European stocks scrape back losses on upbeat US data

European stock markets recovered early losses on Monday as upbeat US retail sales data helped investors shake off off concerns over the Ukraine crisis, which weighed on Russian shares and the ruble.

Wall Street opened higher after government data showed retail sales surged 1.1 percent in March as consumers ramped up spending following brutally cold weather earlier in the winter.

The news helped to boost sentiment in Europe, where markets took a bruising in early trade after Ukraine declared a "full-scale" military operation against pro-Russia forces, amid deadly clashes in its restive east.

London's benchmark FTSE 100 index was down 0.4 percent at 6,559.24, recovering after dipping 0.82 percent earlier in the day.

Frankfurt's DAX 30 fell 0.26 percent to 9,290.65 points, while in Paris the CAC 40 index dipped 0.06 percent to 4,363.29, compared with Friday's closing levels.

US markets also received a boost from better-than-expected results from banking giant Citigroup, which reported profits excluding special items of $1.23 per share, above the analyst estimate of $1.14 per share.

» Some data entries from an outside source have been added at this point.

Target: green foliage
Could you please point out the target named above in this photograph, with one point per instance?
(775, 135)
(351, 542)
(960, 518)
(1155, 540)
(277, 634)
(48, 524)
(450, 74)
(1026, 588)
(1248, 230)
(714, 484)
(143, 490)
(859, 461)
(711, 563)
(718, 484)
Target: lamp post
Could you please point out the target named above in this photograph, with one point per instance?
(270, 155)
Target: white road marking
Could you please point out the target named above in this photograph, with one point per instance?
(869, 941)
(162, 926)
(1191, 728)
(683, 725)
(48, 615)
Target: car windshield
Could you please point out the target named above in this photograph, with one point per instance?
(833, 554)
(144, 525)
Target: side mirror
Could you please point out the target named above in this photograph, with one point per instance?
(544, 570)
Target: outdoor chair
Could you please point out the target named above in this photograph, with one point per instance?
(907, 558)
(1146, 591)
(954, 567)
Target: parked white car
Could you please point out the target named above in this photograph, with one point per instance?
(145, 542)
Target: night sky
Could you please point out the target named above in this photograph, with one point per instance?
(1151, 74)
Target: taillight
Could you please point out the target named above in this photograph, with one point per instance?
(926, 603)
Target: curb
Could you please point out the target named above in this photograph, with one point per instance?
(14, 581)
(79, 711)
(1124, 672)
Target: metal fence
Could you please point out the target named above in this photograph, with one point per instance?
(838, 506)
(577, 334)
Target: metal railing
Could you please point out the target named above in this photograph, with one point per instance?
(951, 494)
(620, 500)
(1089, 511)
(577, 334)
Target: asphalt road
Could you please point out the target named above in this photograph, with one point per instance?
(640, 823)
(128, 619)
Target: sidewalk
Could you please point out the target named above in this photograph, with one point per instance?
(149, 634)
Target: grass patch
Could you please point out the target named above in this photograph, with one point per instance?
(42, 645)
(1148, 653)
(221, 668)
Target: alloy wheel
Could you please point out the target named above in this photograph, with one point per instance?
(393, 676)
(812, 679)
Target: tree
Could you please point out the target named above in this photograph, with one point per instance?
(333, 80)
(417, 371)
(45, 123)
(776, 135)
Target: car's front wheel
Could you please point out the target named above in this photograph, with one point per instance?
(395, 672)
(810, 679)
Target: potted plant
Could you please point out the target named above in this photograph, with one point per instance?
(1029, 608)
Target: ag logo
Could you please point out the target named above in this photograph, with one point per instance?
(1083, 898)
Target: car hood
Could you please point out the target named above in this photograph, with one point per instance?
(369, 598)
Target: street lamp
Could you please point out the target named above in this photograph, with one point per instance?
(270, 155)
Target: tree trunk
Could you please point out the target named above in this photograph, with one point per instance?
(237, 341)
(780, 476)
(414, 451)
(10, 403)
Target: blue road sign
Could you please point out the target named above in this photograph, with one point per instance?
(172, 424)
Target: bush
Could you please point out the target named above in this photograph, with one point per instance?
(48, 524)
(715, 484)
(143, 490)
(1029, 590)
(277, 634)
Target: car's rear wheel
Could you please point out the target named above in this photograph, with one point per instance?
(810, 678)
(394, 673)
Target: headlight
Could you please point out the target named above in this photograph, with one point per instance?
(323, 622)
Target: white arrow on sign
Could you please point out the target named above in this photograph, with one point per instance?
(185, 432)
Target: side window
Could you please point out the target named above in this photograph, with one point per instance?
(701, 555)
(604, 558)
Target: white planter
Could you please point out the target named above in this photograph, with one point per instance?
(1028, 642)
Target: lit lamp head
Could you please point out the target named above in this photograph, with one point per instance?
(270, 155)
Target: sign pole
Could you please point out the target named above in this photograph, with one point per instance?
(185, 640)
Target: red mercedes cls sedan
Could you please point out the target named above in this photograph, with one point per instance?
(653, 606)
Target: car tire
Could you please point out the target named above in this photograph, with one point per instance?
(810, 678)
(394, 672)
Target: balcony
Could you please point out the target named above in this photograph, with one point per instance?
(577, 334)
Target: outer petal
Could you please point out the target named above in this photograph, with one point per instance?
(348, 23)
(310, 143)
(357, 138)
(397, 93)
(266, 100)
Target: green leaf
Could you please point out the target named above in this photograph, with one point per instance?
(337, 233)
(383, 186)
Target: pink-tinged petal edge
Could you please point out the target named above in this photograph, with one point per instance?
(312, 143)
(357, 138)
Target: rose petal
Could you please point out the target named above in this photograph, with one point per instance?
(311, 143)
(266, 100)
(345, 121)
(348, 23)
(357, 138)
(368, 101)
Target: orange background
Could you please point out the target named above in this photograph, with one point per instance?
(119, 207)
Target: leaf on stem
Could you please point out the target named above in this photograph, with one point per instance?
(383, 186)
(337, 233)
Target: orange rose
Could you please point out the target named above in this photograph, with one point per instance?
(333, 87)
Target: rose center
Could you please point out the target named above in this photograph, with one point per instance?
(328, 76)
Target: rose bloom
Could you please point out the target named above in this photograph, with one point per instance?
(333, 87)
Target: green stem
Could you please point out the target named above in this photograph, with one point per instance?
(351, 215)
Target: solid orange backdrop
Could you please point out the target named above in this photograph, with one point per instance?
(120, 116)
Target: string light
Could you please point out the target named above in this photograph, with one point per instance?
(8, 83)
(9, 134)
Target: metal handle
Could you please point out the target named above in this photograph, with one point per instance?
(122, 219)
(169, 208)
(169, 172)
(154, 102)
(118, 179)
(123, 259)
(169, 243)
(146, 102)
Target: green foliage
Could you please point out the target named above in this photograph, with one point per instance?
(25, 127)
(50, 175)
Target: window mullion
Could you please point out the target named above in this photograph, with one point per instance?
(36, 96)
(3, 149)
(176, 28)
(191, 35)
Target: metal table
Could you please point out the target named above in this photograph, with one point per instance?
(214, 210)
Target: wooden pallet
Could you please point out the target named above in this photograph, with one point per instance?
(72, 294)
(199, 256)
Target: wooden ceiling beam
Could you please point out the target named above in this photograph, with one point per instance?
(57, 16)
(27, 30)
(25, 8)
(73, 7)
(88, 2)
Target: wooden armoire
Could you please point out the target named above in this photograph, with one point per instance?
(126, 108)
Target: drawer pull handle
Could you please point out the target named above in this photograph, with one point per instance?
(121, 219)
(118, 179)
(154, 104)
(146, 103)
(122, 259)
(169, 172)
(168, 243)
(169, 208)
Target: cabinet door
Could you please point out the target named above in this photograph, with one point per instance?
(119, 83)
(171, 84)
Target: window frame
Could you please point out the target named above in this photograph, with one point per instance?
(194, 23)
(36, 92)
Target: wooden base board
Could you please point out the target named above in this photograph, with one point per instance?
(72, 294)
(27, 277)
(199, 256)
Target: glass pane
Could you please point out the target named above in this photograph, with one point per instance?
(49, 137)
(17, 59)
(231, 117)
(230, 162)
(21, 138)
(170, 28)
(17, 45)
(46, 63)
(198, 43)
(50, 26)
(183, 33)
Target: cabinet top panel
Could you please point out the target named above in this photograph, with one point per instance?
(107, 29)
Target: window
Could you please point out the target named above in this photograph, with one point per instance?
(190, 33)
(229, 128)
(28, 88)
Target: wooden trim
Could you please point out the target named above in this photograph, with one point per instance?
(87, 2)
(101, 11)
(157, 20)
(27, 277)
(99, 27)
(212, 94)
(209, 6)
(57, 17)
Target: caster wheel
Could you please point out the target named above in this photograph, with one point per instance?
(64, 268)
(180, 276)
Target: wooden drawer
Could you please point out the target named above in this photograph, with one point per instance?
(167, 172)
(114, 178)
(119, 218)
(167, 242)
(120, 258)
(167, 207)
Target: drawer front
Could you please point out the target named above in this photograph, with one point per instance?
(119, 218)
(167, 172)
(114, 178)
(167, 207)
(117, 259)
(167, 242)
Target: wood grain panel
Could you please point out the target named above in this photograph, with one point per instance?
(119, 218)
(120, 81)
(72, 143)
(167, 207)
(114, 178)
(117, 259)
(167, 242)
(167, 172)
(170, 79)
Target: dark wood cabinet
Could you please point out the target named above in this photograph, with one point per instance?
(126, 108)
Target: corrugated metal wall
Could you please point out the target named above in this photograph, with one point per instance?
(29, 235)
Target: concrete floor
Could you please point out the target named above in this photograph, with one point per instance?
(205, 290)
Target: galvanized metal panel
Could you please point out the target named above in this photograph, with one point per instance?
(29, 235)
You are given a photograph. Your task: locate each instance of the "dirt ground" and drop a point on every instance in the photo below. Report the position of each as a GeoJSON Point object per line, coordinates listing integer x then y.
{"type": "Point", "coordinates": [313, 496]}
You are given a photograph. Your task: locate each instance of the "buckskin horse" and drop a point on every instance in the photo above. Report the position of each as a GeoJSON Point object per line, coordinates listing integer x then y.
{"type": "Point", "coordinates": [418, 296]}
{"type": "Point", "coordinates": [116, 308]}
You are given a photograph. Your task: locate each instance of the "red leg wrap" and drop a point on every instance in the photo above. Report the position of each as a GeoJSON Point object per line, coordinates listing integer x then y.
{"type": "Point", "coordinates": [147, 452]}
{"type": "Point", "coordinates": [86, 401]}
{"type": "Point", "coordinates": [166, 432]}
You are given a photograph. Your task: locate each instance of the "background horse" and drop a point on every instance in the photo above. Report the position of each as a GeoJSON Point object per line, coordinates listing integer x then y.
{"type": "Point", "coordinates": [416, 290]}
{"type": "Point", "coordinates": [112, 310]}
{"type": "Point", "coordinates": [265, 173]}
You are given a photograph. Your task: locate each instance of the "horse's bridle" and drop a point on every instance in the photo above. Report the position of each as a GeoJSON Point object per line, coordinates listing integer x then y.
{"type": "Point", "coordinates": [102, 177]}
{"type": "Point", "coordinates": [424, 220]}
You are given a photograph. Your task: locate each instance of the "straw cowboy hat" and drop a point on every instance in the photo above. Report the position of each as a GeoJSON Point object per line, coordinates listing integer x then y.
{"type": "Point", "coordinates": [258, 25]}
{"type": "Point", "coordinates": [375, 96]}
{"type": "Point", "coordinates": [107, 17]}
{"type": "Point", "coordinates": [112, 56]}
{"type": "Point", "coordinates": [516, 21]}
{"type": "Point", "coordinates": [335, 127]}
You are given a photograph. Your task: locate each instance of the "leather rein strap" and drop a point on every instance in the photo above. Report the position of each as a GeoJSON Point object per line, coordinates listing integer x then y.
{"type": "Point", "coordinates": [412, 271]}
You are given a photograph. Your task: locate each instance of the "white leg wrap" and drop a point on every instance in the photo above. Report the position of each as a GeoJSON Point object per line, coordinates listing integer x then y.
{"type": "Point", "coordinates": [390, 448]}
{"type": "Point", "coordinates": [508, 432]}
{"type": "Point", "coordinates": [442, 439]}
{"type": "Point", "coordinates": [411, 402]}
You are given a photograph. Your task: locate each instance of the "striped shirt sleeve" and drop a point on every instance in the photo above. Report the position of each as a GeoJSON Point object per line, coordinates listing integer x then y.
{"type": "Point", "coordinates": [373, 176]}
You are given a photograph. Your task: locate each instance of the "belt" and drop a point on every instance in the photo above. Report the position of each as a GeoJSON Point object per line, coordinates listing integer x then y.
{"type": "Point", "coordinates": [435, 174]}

About 30 minutes into trade, the Dow Jones Industrial Average had advanced 0.39 percent to 16,089.56.

The broad-based S&P 500 rose 0.44 percent to 1,823.73, while the tech-rich Nasdaq Composite Index added 0.32 percent to 4,012.51.

Russian shares and the ruble, however, were still weighed down by concerns over clashes between pro-Russia forces and the Kiev authorities in eastern Ukraine.

The move prompted the UN Security Council to hold emergency talks on Sunday.

In reaction, Moscow's benchmark MICEX stocks index, which is denominated in rubles, fell 1.46 percent and the RTS, which is denominated in dollars, sank 2.21 percent.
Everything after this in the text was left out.